Thursday, August 7, 2008
A Celestial Son Goes Home
Ah Quin Family
Dr. Dennis Ming 1944-2008
A worthy pause to honor a decent man who left a legacy that touched at least three worlds. Dr. Dennis Ming, was a doctor of pharmacology http://pharmacy.ucsd.edu/faculty/ming.shtml and had a rich career as a pharmacologist. Dennis passed away July 31, 2008 while on a hike near his home in Orange, CA. His obituary tells only part of the story of his life.
As noted in his obituary, Dr. Ming made time to serve his community as a reserve police officer in the City of Orange for 25 year, in addition to being a full time professor of Pharmacology at UCI and other posts in the field of pharmacy. He also found time to become the most award winning all time cowboy action shooting champion for 5 years in a row. Cowboy Action Radio #12 - A Tribute to China Camp : CAS City. and SASS Single Action Shooting Society..
Now all this is interesting and a great achievement, and one would ask why I would pause to reflect on Dennis's life. His obituary notes that Dennis was a 4th generation American born in San Diego, Ca. His legacy comes from a bloodline that reaches back into the middle of the 19th century when Chinese first came to California during and after the Gold Rush of 1849. I stop to consider that Dennis is the product of resilience by his ancestors to persevere and flourish amid a society that did not welcome Asians. Shortly after his great grandfather, Ah Quin arrived in America and before moving to San Diego San Diego History an event occurred in Los Angeles that shook the Asian community "Chinese Massacre of 1871". That event and the agitation led by Dennis Kearney The Kearney Agitation in California, by Henry George, eventually led to the Chinese Exclusion Act, 1882 stopping all Chinese and eventually all Asian immigration until 1943. That change occurred only because China was an ally against Japan. The level of yearly immigration quotas would remain obscenely low for another 32 years until the end of the Vietnam War. During those years, Chinese people dug in and found ways to not only survive, but flourish and add to the tapestry of America. The three preceding generations of Dennis Ming can look down on their son and be proud that he brought honor to their family and the country that became their homeland.

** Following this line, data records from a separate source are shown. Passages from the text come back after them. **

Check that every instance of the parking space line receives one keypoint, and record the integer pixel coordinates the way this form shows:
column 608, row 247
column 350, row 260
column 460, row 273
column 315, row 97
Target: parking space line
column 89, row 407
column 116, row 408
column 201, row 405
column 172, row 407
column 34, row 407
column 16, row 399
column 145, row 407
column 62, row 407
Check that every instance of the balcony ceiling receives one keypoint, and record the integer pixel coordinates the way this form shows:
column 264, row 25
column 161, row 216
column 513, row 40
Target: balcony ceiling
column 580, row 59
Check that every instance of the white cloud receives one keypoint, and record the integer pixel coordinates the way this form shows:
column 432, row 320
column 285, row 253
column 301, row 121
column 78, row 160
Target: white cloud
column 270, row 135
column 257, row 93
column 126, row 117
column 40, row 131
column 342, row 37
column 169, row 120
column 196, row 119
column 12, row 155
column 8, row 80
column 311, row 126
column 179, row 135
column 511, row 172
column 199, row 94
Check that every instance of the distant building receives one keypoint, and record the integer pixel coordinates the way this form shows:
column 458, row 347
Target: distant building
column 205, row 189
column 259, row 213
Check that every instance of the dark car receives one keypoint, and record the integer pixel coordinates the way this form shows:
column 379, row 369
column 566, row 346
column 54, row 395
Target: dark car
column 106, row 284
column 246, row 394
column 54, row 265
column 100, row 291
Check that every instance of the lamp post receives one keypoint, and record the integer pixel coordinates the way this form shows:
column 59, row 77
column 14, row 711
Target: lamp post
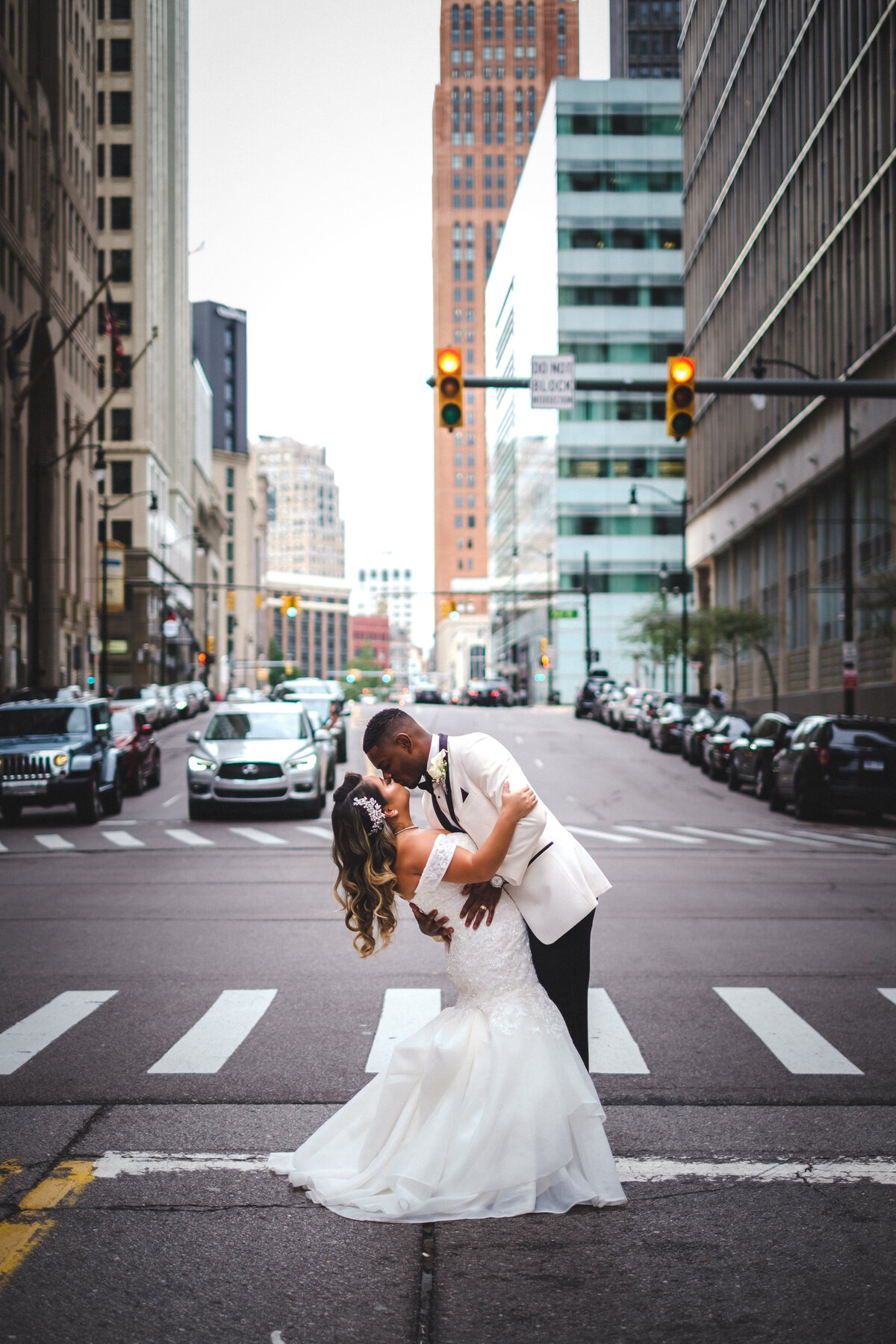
column 684, row 502
column 100, row 473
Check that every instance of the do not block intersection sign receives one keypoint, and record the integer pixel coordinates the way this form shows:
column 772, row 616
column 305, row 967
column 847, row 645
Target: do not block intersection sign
column 553, row 383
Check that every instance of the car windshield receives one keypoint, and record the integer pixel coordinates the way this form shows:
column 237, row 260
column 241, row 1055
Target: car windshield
column 238, row 726
column 879, row 737
column 45, row 722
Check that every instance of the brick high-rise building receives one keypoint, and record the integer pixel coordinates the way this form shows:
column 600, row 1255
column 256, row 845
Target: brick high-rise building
column 497, row 60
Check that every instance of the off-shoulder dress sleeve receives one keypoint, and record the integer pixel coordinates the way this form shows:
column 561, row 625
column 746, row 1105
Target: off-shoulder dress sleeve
column 437, row 865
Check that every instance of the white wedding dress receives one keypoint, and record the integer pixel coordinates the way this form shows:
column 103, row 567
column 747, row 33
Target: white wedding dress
column 487, row 1112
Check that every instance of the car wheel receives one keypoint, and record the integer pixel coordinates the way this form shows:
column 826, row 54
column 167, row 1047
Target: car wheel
column 87, row 806
column 112, row 799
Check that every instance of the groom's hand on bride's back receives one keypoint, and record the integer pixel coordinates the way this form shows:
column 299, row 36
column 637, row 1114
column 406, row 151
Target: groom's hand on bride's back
column 433, row 924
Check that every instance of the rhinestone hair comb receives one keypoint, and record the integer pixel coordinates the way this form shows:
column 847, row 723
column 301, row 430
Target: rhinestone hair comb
column 374, row 811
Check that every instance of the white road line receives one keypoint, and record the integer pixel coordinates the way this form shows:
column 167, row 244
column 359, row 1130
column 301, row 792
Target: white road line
column 612, row 1048
column 122, row 839
column 316, row 831
column 258, row 836
column 210, row 1043
column 662, row 835
column 37, row 1031
column 722, row 835
column 188, row 838
column 788, row 839
column 788, row 1036
column 54, row 843
column 405, row 1011
column 603, row 835
column 859, row 844
column 847, row 1171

Did Dennis Ming become a activist and agitate to ask for special treatment of Asians? Did he rest upon his oppressed legacy and demand special treatment? The answer is a resounding NO. Dennis Ming went on the live his life and accomplish more in his 63 years that most men can aspire too. The irony is that he became know worldwide for his achievements as world champion in a shooting sport integrating 19th century shooting skills, firearms and dress, Ming Family.
As the recent book. Chinese on the American Frontier (Pacific Formations) relates, Chinese immigrants were active participants in the development of the American West. Had Dennis lived in the 19th century, and given the opportunities he had today, we would probably be reading of his exploits as much as we now read of Wyatt Earp or Bat Masterson. Alas, it was not to be, Dennis instead lived a life that gave all who knew him, a feeling deep in their hearts, that a good man has passed from our midst.
So indulge me if you will, as I take the time to acknowledge this man and his family, for a life well lived and a legacy fulfilled to his ancestors who first came to seek the "Gold Mountain".
Update: I note that a lot of China Camp's cowboy friends have visited the past few days. To all of you, I share your loss.